[](https://semaphoreci.com/nicbet/essence)

# Essence
Essence is a Natural Language Processing (NLP) and Text Summarization library for Elixir. The work is currently in very early stages.
## ToDo
- [x] Tokenization (Basic, done)
- [x] Sentence Detection and Chunking (Basic, done)
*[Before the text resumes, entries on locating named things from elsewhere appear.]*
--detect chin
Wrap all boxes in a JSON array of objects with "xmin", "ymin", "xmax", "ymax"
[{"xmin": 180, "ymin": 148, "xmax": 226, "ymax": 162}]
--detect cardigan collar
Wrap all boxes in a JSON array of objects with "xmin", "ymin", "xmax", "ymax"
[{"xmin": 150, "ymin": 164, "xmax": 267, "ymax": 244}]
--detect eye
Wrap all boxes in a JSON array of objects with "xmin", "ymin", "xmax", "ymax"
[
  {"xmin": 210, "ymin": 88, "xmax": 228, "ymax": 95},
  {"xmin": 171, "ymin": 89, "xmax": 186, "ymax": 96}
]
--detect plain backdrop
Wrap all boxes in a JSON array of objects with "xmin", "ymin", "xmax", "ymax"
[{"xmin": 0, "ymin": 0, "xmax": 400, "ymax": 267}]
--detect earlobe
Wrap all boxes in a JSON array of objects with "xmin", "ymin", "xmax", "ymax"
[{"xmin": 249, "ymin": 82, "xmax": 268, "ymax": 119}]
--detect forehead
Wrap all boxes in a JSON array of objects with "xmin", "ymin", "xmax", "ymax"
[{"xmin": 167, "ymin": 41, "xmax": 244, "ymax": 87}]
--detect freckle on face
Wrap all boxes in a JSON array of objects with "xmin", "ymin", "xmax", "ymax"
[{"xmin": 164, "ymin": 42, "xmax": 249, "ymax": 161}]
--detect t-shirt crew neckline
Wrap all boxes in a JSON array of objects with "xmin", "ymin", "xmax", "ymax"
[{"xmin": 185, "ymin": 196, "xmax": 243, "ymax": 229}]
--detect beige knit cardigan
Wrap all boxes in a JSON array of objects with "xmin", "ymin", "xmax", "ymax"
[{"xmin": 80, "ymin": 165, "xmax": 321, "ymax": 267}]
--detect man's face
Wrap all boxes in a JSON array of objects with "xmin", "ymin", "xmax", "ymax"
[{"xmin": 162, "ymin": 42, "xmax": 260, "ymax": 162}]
- [x] Vocabulary (Basic, done)
- [x] Documents (Draft, done)
- [ ] *Readability* (ARI done, SMOG in progress, FC, GF, DC, CL todo)
- [ ] Corpora
- [ ] Bi-Grams
- [ ] Tri-Grams
- [ ] n-Grams
- [ ] Frequency Measures
- [ ] Time-Series Documents
- [ ] Dispersion
- [ ] Similarity Measures
- [ ] Part of Speech Tagging
- [ ] Sentiment Analysis
- [ ] Classification
- [ ] Summarization
- [ ] Document Hierarchies
## Installation
If [available in Hex](https://hex.pm/docs/publish), the package can be installed as:
1. Add `essence` to your list of dependencies in `mix.exs`:
```elixir
def deps do
[{:essence, "~> 0.1.0"}]
end
```
## Examples
In the following examples we will use `test/genesis.txt`, which is a copy of
the book of genesis from the King James Bible
(http://www.gutenberg.org/ebooks/8001.txt.utf-8).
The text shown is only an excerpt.